バランスを取るのは難しい。 誰もがそれを放棄したがる程に。
極端な選択は常にビビッドである。 主張というものがはっきりとしており、その色彩の鮮やかさに人は目を奪われ、熱狂する。
右と左。
上と下。
黒と白。
そのような二極化した色彩の中で、私が常に心救われたもの。 それは、その色と色の遷移の中にある、名のない中間色の存在だった。
これらは往々に鮮やかな色の主張にかき消され、その無記名性から必然的に存在感も薄かった。
だが私は経験のうちにその感覚を強くした。 私が心打たれてきたのは常にこの中間色の賢者達である。
みなに正しさがあることを理解し、 みなが間違っていることを認めた上で、 真の文脈が始まる。
バランスを取ることは非常に面倒で疲れる。 平均台の上。
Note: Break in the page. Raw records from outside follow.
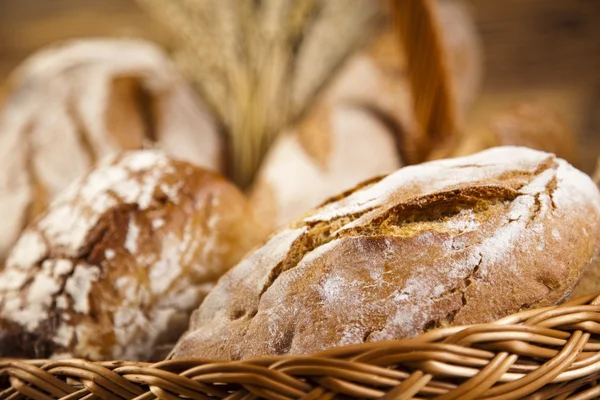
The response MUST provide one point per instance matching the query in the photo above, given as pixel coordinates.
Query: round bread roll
(457, 241)
(116, 265)
(74, 103)
(590, 282)
(363, 125)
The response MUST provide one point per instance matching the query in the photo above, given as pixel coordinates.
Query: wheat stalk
(260, 63)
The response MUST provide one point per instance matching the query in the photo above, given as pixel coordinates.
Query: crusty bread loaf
(590, 281)
(455, 241)
(74, 103)
(118, 262)
(363, 125)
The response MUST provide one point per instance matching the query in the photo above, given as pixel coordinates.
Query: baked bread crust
(456, 241)
(363, 124)
(117, 264)
(71, 104)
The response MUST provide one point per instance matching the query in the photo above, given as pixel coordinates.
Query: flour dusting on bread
(449, 242)
(121, 258)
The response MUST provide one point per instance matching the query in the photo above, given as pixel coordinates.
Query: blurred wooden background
(532, 48)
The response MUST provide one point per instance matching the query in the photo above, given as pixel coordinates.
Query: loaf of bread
(115, 266)
(457, 241)
(74, 103)
(363, 125)
(590, 282)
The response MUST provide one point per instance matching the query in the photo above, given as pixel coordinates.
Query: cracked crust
(72, 104)
(458, 241)
(362, 125)
(119, 261)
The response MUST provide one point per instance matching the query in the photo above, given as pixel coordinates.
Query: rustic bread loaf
(74, 103)
(590, 281)
(118, 262)
(363, 125)
(455, 241)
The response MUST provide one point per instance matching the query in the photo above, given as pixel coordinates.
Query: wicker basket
(545, 353)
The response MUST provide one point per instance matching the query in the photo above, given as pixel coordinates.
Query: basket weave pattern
(545, 353)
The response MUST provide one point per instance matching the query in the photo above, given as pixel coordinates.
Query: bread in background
(73, 103)
(115, 266)
(363, 124)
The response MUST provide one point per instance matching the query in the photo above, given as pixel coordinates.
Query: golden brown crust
(116, 265)
(69, 105)
(449, 242)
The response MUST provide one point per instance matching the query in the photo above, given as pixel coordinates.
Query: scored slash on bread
(456, 241)
(117, 263)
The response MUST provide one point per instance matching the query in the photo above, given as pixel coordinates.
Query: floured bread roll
(118, 262)
(363, 125)
(457, 241)
(590, 282)
(72, 104)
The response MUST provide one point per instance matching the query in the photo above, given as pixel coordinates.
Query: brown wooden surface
(533, 48)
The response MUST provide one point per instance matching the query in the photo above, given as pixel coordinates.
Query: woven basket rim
(548, 352)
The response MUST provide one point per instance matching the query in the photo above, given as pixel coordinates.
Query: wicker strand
(547, 353)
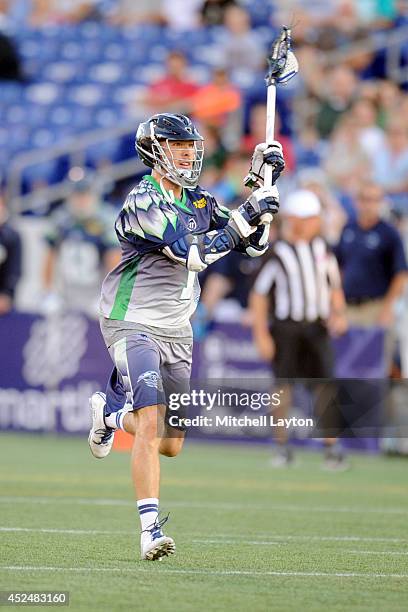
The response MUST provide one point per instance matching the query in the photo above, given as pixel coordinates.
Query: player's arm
(199, 251)
(255, 242)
常に風が吹き、昨日と自分の意見が変わる不確かささえ許容する。 そこにそこにはっきりとした輪郭すらなく、常に揺れている。
ただ、真の選択とはこの平均台の上にある。 それは内省そのものである。
バランスに完成はない。常に秤に重りを載せ続ける。 そしてそれはある瞬間、黄金のような静寂と均衡を生む。
全てはカオスから始まり、今バランスの道を歩んでいる。